My mother is white and my father was black. I am not alone in this. I grew up in the Bronx, New York City. Born in 1967. A relatively safe time and place for a brown girl of ambiguous ethnicity. As the mother of two little brown girls, I like to believe that race doesn't matter much. But the election of Barack Obama woke me up. Ignorance is everywhere. Race labels ring in my ears. They stick and they stain. Even when they fade. This is my rant, from “post-racial America”. Hoping to shed some light.

Monday, March 18, 2013

Marissa Mayer v. Shirley Chisolm


(photo courtesy chisolmproject.com)
I wish I could ignore the weird marketing tags that permeate media advertising. Honestly, I try to avoid watching TV, because the prevalence of ads makes me feel so bloody manipulated. Last year, I railed against the overuse of Black History Month. It seemed like McDonald’s and Coca-Cola were its biggest promoters. This February, it didn’t bother me as much. Maybe it wasn’t as ubiquitous this time around. Or maybe the push to heighten black history awareness seems more valid; now that we’ve re-elected our first black American president, I’m sensing a strange complacency in our midst.

com pla cen cy |kəmˈplāsənsē|(also complacence )nouna feeling of smug or uncritical satisfaction with oneself or one's achievements: the figures are better, but there are no grounds for complacency.ORIGIN mid 17th cent.: from medieval Latin complacentia, from Latin complacere to please.
(source: The New Oxford American Dictionary)

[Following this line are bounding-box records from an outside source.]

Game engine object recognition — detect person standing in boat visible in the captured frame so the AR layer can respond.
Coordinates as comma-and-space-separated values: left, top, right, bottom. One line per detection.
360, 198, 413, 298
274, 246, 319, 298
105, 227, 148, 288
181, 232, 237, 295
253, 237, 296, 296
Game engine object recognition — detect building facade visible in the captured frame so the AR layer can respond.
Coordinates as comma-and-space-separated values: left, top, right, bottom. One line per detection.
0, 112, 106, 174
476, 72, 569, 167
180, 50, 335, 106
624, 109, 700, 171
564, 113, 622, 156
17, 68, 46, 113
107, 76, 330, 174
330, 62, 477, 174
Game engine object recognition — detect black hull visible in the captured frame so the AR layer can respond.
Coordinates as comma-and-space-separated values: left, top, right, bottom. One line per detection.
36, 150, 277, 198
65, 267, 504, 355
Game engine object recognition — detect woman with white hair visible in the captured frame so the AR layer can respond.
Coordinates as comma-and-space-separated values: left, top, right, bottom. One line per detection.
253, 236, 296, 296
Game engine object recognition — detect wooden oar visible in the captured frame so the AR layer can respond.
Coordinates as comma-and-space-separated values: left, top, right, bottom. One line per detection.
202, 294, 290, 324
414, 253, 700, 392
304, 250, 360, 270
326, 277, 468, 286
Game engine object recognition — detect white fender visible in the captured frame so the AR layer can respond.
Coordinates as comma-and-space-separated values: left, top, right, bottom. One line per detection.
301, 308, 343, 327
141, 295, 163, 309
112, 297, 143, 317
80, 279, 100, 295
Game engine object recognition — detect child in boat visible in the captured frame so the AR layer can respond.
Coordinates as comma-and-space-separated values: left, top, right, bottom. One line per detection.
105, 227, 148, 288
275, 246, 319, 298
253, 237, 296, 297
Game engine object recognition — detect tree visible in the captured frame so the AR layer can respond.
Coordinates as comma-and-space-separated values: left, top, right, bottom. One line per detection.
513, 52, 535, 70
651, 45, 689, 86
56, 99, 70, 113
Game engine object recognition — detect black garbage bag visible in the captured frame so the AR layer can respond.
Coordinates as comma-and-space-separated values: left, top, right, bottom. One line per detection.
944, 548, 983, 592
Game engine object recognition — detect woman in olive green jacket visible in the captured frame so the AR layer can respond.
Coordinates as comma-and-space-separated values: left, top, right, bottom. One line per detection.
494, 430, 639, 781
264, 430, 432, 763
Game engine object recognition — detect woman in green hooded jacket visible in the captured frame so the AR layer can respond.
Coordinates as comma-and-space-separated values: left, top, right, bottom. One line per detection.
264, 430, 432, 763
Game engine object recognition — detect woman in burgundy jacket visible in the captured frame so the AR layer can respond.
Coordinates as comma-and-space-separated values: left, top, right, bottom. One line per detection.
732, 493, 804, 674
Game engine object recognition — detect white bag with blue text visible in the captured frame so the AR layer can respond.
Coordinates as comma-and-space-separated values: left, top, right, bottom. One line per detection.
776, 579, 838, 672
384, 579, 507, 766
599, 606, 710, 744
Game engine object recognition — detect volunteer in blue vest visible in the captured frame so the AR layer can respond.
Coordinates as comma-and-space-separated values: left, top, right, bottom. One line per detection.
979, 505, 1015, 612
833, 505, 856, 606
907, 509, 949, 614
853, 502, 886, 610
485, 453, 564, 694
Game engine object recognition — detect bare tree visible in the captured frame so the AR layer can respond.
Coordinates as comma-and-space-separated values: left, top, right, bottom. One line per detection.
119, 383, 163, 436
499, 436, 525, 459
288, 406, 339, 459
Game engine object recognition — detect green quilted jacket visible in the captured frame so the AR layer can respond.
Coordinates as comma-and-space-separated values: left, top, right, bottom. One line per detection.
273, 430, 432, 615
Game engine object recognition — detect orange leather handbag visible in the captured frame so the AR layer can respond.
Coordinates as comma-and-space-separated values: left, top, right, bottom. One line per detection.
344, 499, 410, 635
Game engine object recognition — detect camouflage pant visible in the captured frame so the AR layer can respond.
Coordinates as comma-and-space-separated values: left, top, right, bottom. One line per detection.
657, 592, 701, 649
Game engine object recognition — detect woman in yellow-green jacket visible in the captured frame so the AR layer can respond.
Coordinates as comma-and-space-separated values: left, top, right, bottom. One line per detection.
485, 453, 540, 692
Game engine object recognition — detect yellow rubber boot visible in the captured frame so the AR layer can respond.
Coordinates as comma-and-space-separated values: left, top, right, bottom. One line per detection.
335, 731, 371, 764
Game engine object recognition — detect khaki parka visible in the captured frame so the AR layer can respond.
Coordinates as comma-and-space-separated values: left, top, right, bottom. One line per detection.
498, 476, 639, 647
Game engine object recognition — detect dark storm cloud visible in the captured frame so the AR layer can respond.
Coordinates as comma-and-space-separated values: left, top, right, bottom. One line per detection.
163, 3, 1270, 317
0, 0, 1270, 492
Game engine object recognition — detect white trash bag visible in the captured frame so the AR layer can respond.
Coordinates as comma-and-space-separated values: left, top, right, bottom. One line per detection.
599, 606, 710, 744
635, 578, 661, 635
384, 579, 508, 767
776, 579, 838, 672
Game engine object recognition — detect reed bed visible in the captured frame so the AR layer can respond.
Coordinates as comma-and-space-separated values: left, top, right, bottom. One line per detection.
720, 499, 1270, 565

The “uncritical” part scares me.

It’s March, and we’re well into Women’s History Month. Which doesn’t get the same General Mills cereal box attention that Black History Month does. So far, the best coverage I’ve seen was the 3-hour documentary The Makers” on PBS. I missed the first hour; the show was well into the 1960’s when I jumped in. The Women’s Lib Movement  was in full swing. College co-eds burning bras, worshipping at the heels of Shirley Chisolm and Bella Abzug. That was an energy I grew up in. My mother was fully committed.

(photo courtesy atlanticwire.com)
The film was loaded with memorable images and sound bites. But what has stayed clearest in my mind is a statement from a young, blonde, confident and clearly ambitious woman of today, a face I’d never seen before. Marissa Mayer is the President and CEO of Yahoo. In a very short segment, in which she appears to be answering an unseen interviewer, she says that she doesn’t have “that chip on the shoulder” that the feminists have.
And my first thought was, You complacent little twit.

I had to google her up. I learned that she was raised by two well-educated, doting parents in what sounded like an upper-middle-class environment. She ranked top of her class, a fierce participant in high-level ballet, debate team, etc. Born in 1975, she thinks feminism is passé.  In the wake of becoming a new mother, she has proposed that Yahoo employees stop working from home. Her remarks have the pundits writhing in their Aeron chairs, calling her bad names, accusing her of hypocrisy as well as self-entitled complacency. Right. That dirty C-word again.

Her attitude reminds me that I have two young daughters, born in this century, whose only exposure to modern-day activism lives in the stories and photographs they see in the newspaper, depicting distant lands they can’t quite pronounce. They associate American struggles for civil rights with a bygone era, their lives too comfortable to foster any real disillusionment. Like Marissa Mayer, who didn’t have to fight for admission into the male dominated computer science department at Stanford. Others had already fought that battle for her. The door was open.

Back to “The Makers”: I was reminded that the famous faces behind the Equal Rights Amendment were my mother’s peers. I grew up knowing their names, marching in their rallies. Now those same heroes are worried for us. They’re worried that, in our complacency, we are failing to appreciate how good we have it. And that if we’re not mindful, all the good that’s been achieved on our behalf will be undone.

Reproductive rights are being challenged again.
Affirmative Action is being degraded.
One of our brightest, young, female business leaders is flaunting her complacency.

We owe it to ourselves to remain critical, and to teach our children well.